"Text" as a medium was generally listed linearly in presentation media before the days of the World Wide Web. This linearity meant that the text had to be read in a way equivalent to a papyrus scroll or in a book "page by page", in sequence. In long texts of several hundred pages, this linearity was criticized because such a text consisted of many connected parts that were scattered throughout the text. These are barely connected in plein text, but can be recognized once it has been read cover to cover. In 1965, Ted Nelson had the idea of creating a non-linear knowledge database of unlimited size. His visions are the basis of current research on hypertext. When the desire to link individual hypertext projects globally emerged in the early 1990s, the World Wide Web was born. Currently hypertext is used strictly on computers, since they meet the requirements in an excellent way. Hypertext is typically created in HTML, the hypertext markup language.
In principle, highly structured books contain all the characteristics that are also found in hypertext: hierarchical structures (section and subchapter), link items (cross-references) and different approaches to information (content page, indexes). The difference is in the presentation. Despite its "hypertext properties" on the outside, a book has to be worked linearly page by page. The hypertext, which is presented on the screen, break this linearity and allows browsing of smaller, linked bits of information. In this way, it suggests that you should not read it from cover to cover. The hypertext is organized in such a way that the information is fragments into individual units, which is then intelligently networked.

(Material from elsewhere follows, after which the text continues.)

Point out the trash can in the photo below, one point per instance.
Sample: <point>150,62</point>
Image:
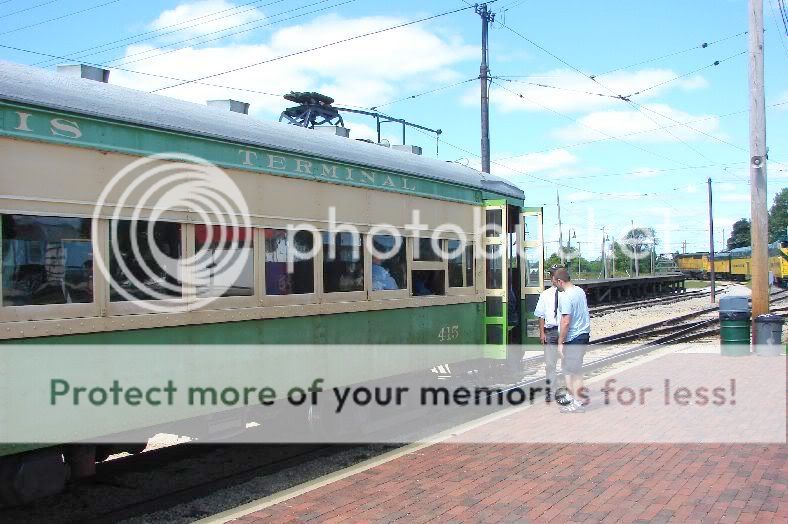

Hypertext, hypermedia and multimedia
At the same time as pure information, hypertext also includes entertainment. This is mainly reflected in the visual media, such as images or videos. In this way, hypertext became hypermedia. Hypermedia are distinguished from multimedia because multimedia is "many media at once." Hypermedia, on the other hand, means "many media, but structured in a manner equivalent to hypertext." The prefix Hyper it means the particular way of dividing the information and connecting it sensibly. It consists of an attempt to avoid overstimulation generated by multimedia content.